Und nun erweist sich die Gliederung als Leitfaden zum Verständnis: Die Entwicklung in der Europäischen Union korrespondiert mit der Entfaltung in den einzelnen Handlungsfeldern; die Entscheidungsverfahren in den Handlungsfeldern kann man mit den Entscheidungswegen und -arten in der Europäischen Union vergleichen; die Rechtsgrundlagen, die bei den Handlungsfeldern genannt werden, sind leichter einzuordnen, wenn man die Rechtsgrundlagen der Europäischen Union verstanden hat; die aufgeführten Akteure, die sich in jedem Handlungsfeld beteiligen (z.B. die Organisationen der Europäischen Union, spezifische Agenturen, Arbeitsgruppen und Gruppen der Zivilgesellschaft) kann man besser einordnen, wenn man weiß, dass und warum die Europäischen Union auf die Zusammenarbeit mit Nicht-Regierungs-Organisationen ausdrücklich Wert legt und welche Instrumente und Beteiligungswege sie dafür geschaffen hat. Diese Entsprechungen gelten bis hin zu den Indikatoren, die für die Berichterstattung und den gegenseitigen Austausch festgelegt wurden.

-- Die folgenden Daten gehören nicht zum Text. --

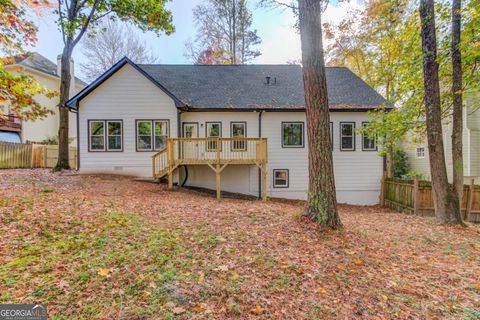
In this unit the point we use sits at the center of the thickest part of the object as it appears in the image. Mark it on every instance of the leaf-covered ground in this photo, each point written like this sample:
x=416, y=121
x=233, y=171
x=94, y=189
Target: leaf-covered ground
x=103, y=247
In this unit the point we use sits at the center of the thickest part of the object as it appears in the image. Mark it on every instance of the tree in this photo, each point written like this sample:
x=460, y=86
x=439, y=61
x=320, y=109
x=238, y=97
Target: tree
x=18, y=89
x=75, y=18
x=211, y=56
x=457, y=88
x=321, y=204
x=112, y=42
x=446, y=201
x=224, y=26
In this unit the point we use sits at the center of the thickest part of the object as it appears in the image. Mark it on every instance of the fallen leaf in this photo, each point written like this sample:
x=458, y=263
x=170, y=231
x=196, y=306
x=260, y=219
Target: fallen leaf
x=178, y=310
x=257, y=310
x=358, y=261
x=321, y=290
x=104, y=272
x=234, y=276
x=198, y=308
x=221, y=268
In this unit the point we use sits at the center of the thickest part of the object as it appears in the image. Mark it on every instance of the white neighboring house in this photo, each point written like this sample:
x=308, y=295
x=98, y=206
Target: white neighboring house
x=118, y=111
x=417, y=152
x=47, y=74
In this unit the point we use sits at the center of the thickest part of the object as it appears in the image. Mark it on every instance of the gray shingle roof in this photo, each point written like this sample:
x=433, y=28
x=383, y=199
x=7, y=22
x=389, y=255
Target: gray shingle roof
x=243, y=86
x=36, y=61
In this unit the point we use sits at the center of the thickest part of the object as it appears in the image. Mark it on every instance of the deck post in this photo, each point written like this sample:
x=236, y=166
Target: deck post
x=264, y=182
x=217, y=180
x=416, y=196
x=471, y=190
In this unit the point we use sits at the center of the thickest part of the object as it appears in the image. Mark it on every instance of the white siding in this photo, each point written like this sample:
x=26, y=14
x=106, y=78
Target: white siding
x=357, y=173
x=127, y=95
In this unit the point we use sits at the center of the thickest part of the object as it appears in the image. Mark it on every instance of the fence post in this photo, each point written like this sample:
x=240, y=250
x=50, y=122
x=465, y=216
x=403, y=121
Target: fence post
x=471, y=190
x=416, y=196
x=382, y=191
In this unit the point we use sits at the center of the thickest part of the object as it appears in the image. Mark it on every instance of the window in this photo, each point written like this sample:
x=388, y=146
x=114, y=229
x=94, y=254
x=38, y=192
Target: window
x=152, y=134
x=292, y=135
x=367, y=143
x=421, y=153
x=105, y=135
x=213, y=130
x=347, y=136
x=280, y=178
x=238, y=130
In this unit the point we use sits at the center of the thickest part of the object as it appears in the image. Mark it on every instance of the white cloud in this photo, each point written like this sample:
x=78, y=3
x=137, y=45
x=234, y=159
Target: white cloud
x=281, y=41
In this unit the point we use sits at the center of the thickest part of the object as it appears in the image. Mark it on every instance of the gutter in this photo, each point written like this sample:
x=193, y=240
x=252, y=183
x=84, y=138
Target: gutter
x=259, y=170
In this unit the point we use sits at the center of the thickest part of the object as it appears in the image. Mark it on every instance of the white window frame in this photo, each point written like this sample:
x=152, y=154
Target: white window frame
x=302, y=145
x=238, y=145
x=211, y=146
x=343, y=136
x=287, y=180
x=152, y=135
x=105, y=135
x=420, y=152
x=364, y=136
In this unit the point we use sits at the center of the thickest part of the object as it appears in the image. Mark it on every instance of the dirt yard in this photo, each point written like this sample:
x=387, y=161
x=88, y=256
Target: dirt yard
x=103, y=247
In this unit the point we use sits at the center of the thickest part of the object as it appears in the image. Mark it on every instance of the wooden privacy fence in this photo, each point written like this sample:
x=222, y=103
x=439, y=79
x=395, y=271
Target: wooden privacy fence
x=18, y=155
x=416, y=197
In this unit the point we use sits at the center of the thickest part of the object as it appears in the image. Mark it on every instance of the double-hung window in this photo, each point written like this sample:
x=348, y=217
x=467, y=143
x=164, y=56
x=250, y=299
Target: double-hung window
x=213, y=130
x=238, y=130
x=368, y=144
x=152, y=134
x=347, y=136
x=280, y=178
x=292, y=134
x=421, y=153
x=105, y=135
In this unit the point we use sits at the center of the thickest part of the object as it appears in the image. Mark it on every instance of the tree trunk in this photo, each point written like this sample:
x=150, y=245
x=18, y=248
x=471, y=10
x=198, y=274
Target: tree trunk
x=322, y=204
x=446, y=201
x=65, y=81
x=457, y=123
x=390, y=162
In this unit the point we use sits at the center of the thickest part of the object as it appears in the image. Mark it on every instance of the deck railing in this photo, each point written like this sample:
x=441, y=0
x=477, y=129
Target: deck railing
x=217, y=153
x=10, y=123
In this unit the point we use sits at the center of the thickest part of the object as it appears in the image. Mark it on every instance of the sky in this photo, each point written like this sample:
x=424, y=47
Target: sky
x=280, y=40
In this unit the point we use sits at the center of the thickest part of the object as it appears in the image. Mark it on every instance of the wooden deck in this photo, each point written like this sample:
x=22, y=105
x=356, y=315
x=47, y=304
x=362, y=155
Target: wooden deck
x=217, y=153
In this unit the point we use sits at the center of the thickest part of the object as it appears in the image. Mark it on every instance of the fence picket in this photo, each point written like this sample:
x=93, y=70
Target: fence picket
x=18, y=155
x=414, y=196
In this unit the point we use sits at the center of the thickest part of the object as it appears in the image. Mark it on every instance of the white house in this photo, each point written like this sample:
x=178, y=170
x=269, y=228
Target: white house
x=46, y=73
x=126, y=115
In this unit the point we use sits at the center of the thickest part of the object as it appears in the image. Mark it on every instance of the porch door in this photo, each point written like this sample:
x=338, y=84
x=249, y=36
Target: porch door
x=190, y=149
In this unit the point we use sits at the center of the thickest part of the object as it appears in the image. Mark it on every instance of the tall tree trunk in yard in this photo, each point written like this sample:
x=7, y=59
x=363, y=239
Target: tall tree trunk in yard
x=65, y=81
x=322, y=204
x=446, y=201
x=457, y=123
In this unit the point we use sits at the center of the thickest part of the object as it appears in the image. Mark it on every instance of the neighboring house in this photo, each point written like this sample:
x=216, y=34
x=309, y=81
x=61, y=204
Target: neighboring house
x=45, y=73
x=125, y=116
x=417, y=152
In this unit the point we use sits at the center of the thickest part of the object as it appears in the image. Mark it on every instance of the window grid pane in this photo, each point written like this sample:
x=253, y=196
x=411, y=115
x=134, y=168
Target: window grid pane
x=280, y=178
x=293, y=134
x=347, y=136
x=144, y=135
x=238, y=131
x=161, y=134
x=114, y=135
x=97, y=135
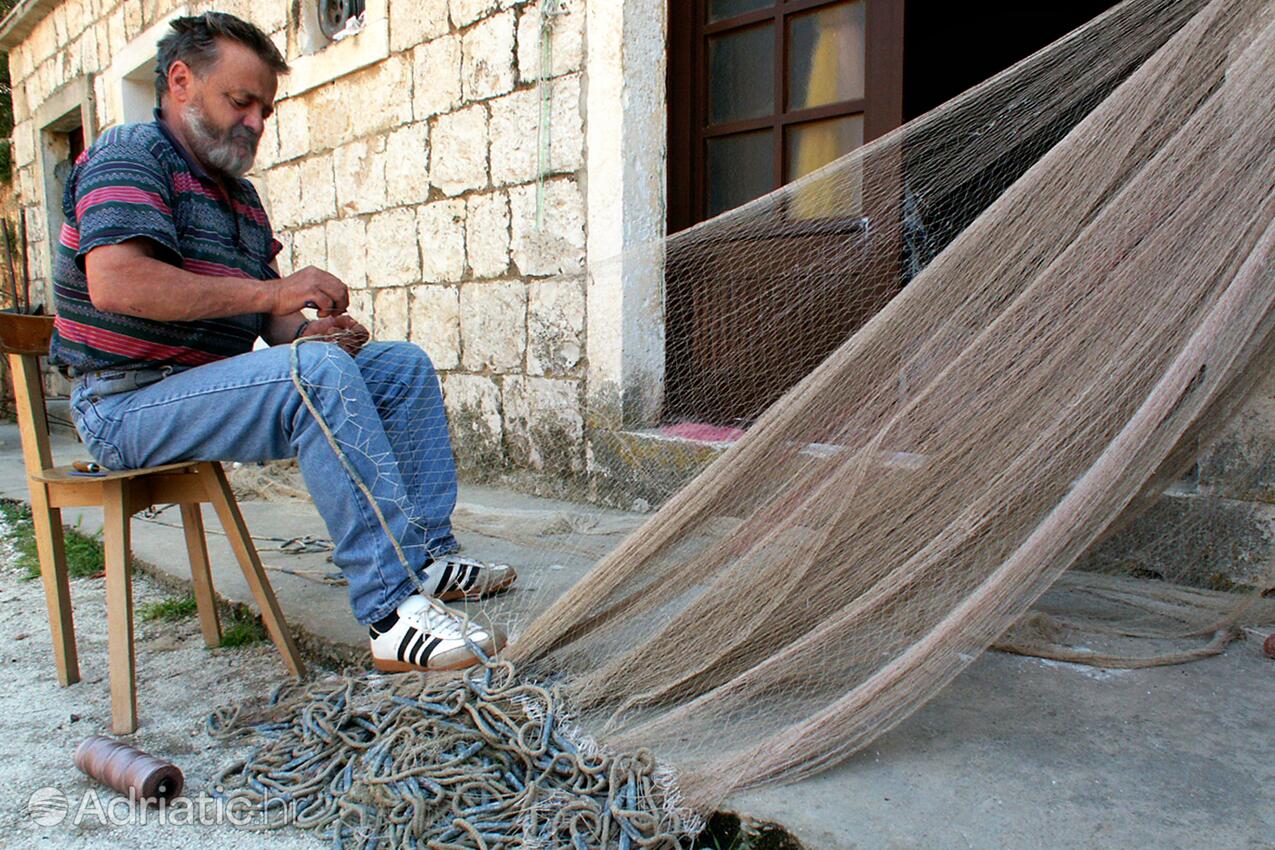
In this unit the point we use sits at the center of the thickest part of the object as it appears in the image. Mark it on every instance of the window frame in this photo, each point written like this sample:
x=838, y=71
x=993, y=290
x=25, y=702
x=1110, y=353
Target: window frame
x=881, y=103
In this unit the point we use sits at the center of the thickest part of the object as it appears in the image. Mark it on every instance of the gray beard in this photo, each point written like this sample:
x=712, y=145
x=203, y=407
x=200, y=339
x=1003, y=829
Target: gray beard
x=223, y=152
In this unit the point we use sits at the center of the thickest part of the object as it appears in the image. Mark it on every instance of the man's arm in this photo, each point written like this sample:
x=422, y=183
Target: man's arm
x=128, y=278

Besondere Aufmerksamkeit ist der Darstellung der Entwicklung der Europäischen Sozialpolitik zu schenken: Seit Anfang der 2000er Jahre geschieht sie mit der Methode der offenen Koordinierung (Kap. 5.4, Kap. 6.3.) und seit den Reformen von 2017 durch die Europäische Säule Sozialer Rechte (Kap. 5.5; Kap. 6.4.). Führte erstere eine Berichterstattung durch die einzelnen Staaten ein, mit denen die Wirkungen der Politik im Hinblick auf die sozialpolitischen Ziele der Europäischen Union gemessen und die Anstrengungen der Staaten transparent gemacht werden sollten, so führen die Reformen von 2017 sie weiter: So sind die Indikatoren des dadurch eingeführten Europäischen Scoreboards (Kap 6.5) umfangreicher und detaillierter.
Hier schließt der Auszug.